23 de maio de 2012 | N°
17078
PAULO SANT’ANA
O furto doentio continuado
Acho que descobri o motivo pelo qual Falcão
não fala para Zero Hora: ele usa do princípio constitucional de não ser
obrigado a produzir provas contra si próprio.
Acho que todo mundo sabe o que é
cleptomania: é a mania que os cleptomaníacos têm de furtar objetos que não são
necessários para ele, que não têm teoricamente valor econômico, e o
surripiamento desses objetos se dá em lojas, lares, repartições públicas etc.
Pois bem, ontem, eu e o Tulio Milman
discutíamos acaloradamente a gênese da cleptomania.
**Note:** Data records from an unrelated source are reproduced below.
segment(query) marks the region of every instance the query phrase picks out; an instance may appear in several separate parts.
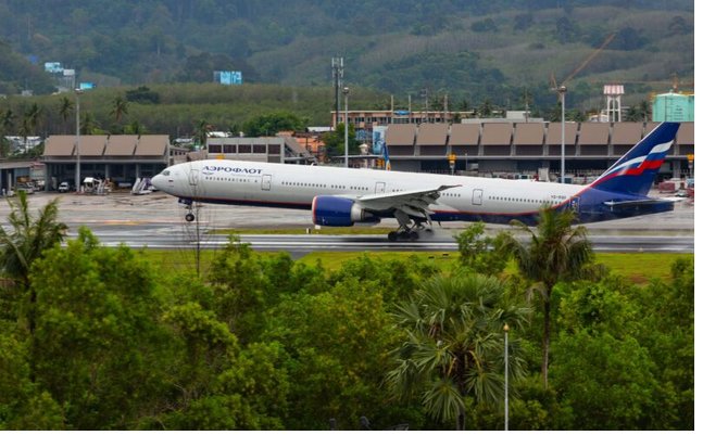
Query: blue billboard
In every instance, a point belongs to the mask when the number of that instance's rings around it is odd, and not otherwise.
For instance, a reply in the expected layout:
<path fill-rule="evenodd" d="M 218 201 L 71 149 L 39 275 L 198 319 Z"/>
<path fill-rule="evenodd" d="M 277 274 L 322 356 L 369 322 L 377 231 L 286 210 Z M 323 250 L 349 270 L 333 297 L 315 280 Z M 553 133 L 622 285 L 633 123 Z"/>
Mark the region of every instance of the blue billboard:
<path fill-rule="evenodd" d="M 216 71 L 213 74 L 213 81 L 221 85 L 242 85 L 242 72 Z"/>

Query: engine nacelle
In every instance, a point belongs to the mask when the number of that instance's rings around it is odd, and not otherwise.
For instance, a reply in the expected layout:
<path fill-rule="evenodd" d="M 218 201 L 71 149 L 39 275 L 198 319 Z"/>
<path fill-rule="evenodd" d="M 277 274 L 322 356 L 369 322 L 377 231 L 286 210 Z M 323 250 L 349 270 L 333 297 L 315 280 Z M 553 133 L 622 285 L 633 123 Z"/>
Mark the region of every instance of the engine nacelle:
<path fill-rule="evenodd" d="M 351 227 L 354 222 L 378 222 L 379 218 L 340 196 L 316 196 L 311 205 L 313 222 L 325 227 Z"/>

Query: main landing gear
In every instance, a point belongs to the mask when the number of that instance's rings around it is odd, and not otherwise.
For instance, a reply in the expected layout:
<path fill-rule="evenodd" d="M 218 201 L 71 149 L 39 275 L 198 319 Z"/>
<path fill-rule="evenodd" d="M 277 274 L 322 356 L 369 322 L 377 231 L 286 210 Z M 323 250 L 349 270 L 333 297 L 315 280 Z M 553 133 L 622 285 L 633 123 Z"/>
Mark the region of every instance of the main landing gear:
<path fill-rule="evenodd" d="M 187 199 L 179 199 L 177 201 L 179 204 L 183 204 L 187 208 L 187 214 L 185 215 L 185 220 L 188 222 L 193 222 L 194 221 L 194 208 L 193 208 L 193 203 L 192 200 L 187 200 Z"/>
<path fill-rule="evenodd" d="M 397 231 L 391 231 L 387 234 L 387 239 L 389 239 L 390 242 L 415 241 L 419 239 L 419 233 L 422 231 L 432 232 L 431 228 L 425 228 L 423 225 L 425 220 L 417 219 L 412 223 L 410 216 L 400 210 L 394 212 L 394 217 L 397 218 L 400 228 Z M 429 219 L 427 222 L 432 225 Z"/>

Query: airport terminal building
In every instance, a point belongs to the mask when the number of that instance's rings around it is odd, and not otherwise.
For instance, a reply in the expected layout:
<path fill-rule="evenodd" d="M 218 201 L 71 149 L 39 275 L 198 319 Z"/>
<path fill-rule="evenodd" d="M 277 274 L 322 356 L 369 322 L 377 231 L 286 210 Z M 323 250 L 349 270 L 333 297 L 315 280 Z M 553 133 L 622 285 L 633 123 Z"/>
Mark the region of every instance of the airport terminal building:
<path fill-rule="evenodd" d="M 166 135 L 85 135 L 79 139 L 79 155 L 76 136 L 50 136 L 46 140 L 42 163 L 47 189 L 54 189 L 62 181 L 74 183 L 78 161 L 81 180 L 93 177 L 133 184 L 137 178 L 151 178 L 187 158 L 187 150 L 171 146 Z"/>
<path fill-rule="evenodd" d="M 657 124 L 566 123 L 566 174 L 601 174 Z M 457 171 L 534 175 L 540 168 L 552 174 L 561 170 L 561 123 L 394 124 L 387 127 L 386 143 L 396 170 L 449 174 L 451 154 Z M 694 123 L 682 123 L 661 174 L 687 175 L 694 143 Z"/>

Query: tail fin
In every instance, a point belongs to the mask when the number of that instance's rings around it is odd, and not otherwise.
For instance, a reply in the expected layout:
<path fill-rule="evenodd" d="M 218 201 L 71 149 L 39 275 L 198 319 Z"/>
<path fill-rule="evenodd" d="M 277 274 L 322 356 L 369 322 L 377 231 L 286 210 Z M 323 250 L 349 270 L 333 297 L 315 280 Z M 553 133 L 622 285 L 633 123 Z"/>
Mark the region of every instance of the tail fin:
<path fill-rule="evenodd" d="M 387 150 L 387 142 L 381 144 L 382 149 L 382 158 L 385 159 L 385 170 L 392 170 L 392 165 L 389 163 L 389 151 Z"/>
<path fill-rule="evenodd" d="M 669 151 L 680 123 L 662 123 L 602 174 L 591 187 L 645 196 Z"/>

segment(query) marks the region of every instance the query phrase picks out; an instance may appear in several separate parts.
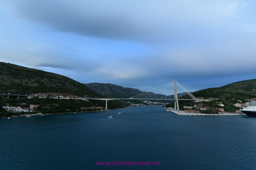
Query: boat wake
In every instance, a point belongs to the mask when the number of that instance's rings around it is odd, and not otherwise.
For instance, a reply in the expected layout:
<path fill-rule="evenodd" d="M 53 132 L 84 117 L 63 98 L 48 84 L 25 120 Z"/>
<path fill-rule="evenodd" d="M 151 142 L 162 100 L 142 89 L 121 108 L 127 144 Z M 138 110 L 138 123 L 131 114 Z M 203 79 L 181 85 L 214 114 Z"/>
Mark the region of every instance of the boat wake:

O Tulio expôs a tese dele: o cleptomaníaco,
ao furtar objetos, está em busca de afeição, procura furtar objetos que fazem
falta a alguém ou a algum lugar que ele preza.
Eu achei que o Tulio quer dizer que, como
gosta de alguém que ele furta, o cleptomaníaco procura tomar para si uma parte
daquela pessoa querida, de vez que não pode possuí-la toda.
Evidentemente que era uma discussão sobre
tema evidentemente psiquiátrico, que contém assim muitas cores de indagação
filosófico-psicanalítica, que por sua vez comporta explicações de difícil e
conturbada interpretação.
Já eu mostrei tese diferente: o
cleptomaníaco revela ter necessidade de ser superior à pessoa que ele furta.
Quando furta algo de alguém, busca demonstrar que tanto é superior a esse
alguém, que é capaz de ludibriá-lo, de vencê-lo na competição patrimonial,
alienando para si parte da propriedade de alguém, que resta então impotente – e
sobrepujado.
Havia, certa vez, uma mulher que visitava
minha casa, muito amiga de minha mulher.
E, toda vez que ia a minha casa, essa
mulher furtava um objeto. Furtou dezenas.
O caso dessa cleptomaníaca que furtava na
minha casa se adapta perfeitamente a qualquer uma das duas teses.
Adapta-se à tese do Tulio porque, ao furtar
objetos da minha mulher, revelava admiração pela minha mulher, então furtava
fragmentos pessoais de minha mulher, revelando apego a eles. Em última análise,
apego à minha mulher.
E o caso da mulher que furtava na minha
casa se adapta também à minha tese: visivelmente a ladra admirava minha mulher
e por isso a invejava.
Criou, portanto, uma disputa com minha
mulher, entendendo que venceria essa luta se a lograsse de alguma forma,
escolhendo o furto como especialidade da sua inveja.
Lembramos, eu e o Tulio, o caso do rabino
Sobel, que ficou mais famoso furtando gravatas em lojas de moda masculina.
Eu e o Tulio nos perguntamos: por que o
rabino só furtava gravatas? Dizem que tinha coleção desse adereço.
Eu ventilei a tese de que o rabino
especializou-se na técnica de entrar nas lojas, pedir várias gravatas para
experimentar, comprar uma ou duas e furtar quatro ou cinco.
Ficou tão esmerado na técnica, que sentia
muito mais facilidade em praticar aquele tipo de furto, viciando-se na
reiteração.
E deixava as lojas como um vencedor.